A good place to start changing that negative perception would be to increase the emphasis on hands-on learning during secondary school. How many students today are encouraged to pick up a hammer, install baseboard (a true test of three-dimensional problem-solving) or change a tire? Mechanical skill is rarely developed sitting at a desk.
Many students are still directed away from those rare, magical classrooms that smell like wood or engine oil or food – usually by adults who truly believe working with your hands is an option of last resort. Students need to see daily examples of the trades in action to give them tangible proof of the opportunities that could be awaiting them.
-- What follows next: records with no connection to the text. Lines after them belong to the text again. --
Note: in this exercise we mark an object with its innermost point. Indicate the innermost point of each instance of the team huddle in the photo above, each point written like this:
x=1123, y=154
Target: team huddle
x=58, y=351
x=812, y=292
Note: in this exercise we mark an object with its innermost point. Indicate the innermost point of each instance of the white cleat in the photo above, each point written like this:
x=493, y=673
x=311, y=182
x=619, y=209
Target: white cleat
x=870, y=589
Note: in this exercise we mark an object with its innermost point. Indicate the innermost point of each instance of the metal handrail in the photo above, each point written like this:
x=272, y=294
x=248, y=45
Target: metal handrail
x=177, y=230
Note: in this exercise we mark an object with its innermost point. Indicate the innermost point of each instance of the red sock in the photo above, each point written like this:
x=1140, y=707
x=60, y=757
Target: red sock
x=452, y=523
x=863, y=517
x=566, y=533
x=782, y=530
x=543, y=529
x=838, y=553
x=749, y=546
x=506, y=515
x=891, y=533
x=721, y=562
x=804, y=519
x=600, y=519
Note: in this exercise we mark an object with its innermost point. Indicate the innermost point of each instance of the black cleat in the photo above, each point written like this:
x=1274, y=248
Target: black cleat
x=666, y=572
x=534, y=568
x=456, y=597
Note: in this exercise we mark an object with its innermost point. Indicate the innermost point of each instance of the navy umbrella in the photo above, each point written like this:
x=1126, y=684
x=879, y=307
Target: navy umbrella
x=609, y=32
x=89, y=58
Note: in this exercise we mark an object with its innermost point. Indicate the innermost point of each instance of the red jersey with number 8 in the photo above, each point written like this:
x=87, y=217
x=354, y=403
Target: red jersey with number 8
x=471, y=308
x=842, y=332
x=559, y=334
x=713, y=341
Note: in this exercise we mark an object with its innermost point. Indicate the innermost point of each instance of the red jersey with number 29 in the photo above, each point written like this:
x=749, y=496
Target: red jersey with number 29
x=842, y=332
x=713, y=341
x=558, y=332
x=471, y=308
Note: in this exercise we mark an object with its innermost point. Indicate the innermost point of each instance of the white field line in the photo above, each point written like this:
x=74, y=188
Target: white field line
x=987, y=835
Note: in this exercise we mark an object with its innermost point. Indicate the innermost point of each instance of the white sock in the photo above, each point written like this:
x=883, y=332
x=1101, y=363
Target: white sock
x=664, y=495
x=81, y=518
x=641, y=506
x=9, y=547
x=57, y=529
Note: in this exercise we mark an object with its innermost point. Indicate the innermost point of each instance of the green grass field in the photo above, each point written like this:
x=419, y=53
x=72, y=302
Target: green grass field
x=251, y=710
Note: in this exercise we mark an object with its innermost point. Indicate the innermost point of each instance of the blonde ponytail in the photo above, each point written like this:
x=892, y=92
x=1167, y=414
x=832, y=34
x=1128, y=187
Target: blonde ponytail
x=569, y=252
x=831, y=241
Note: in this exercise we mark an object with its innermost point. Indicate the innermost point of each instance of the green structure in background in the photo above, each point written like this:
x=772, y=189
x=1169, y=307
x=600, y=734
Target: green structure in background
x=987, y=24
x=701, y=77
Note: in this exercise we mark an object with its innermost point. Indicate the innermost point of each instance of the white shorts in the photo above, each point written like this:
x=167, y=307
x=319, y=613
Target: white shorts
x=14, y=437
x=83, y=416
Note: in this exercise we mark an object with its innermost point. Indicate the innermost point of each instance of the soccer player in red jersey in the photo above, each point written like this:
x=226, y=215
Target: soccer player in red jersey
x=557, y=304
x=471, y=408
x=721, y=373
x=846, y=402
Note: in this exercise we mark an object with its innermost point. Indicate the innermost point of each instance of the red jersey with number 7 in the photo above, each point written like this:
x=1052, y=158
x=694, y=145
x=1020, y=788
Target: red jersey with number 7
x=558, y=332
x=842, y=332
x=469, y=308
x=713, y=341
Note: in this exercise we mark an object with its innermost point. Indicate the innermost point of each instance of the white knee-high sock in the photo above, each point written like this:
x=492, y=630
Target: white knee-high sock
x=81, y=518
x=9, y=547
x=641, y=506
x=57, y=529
One of the most interesting discussions I hear in the apprenticeship community revolves around the age that young people start to think about their career decision choices. Embedded in those choices are their perceptions and understanding about what it means to be a skilled trades-person.
In a recent national survey of more than 870 students, my organization captured a snapshot of the skilled trades from the perspective of today’s 13 to 17 year-olds. When compared to a similar survey in 2004, youth in 2013 are more open to considering a career in the trades and a vast majority say they believe being a plumber, welder, electrician or auto mechanic are valued on par with being a lawyer, doctor or accountant.
In their comments, students expressed the value of hands-on learning, the importance of doing work you enjoy and respect for the contribution of tradespeople. This is good news for employers ready, willing and able to train an apprentice.
However, while young people may be willing to consider a career in the trades, their parents, guidance counsellors and friends are not supportive. Comments from students indicate those with the greatest influence on their career choices don’t value apprenticeship the same way they do a university education. As a result, university remains the first-choice destination after high school.
The survey raised a number of other red flags. Roughly a quarter of survey respondents said the trades offer better opportunity to men than women, reflecting a stereotype that persists decades after women have proven they too excel in male-dominated fields. Today’s youth are also less likely to agree that the skilled trades will always be in demand, which tells us they don’t put much faith in the ever-changing job market or in the promise of job.
Our findings suggest business and governments have a long way to go to solve skills shortages in Canada. The implications for public policy are significant because, while we need university-educated workers, we equally require people able to build, operate and maintain Canada’s infrastructure. Canada needs doctors and millwrights, teachers and boilermakers because they all play a significant and valued part in the economy.
But while youth appear to be accepting the skill trades as a career choice, the challenge lies in changing both the public’s perception and for the job market to keep up.
Sarah Watts-Rynard is the Executive Director of the Canadian Apprenticeship Forum, a non-profit organization that connects Canada’s apprenticeship community. Participants support innovative apprenticeship systems and policies with a view to developing a highly-skilled, inclusive and mobile skilled trades workforce.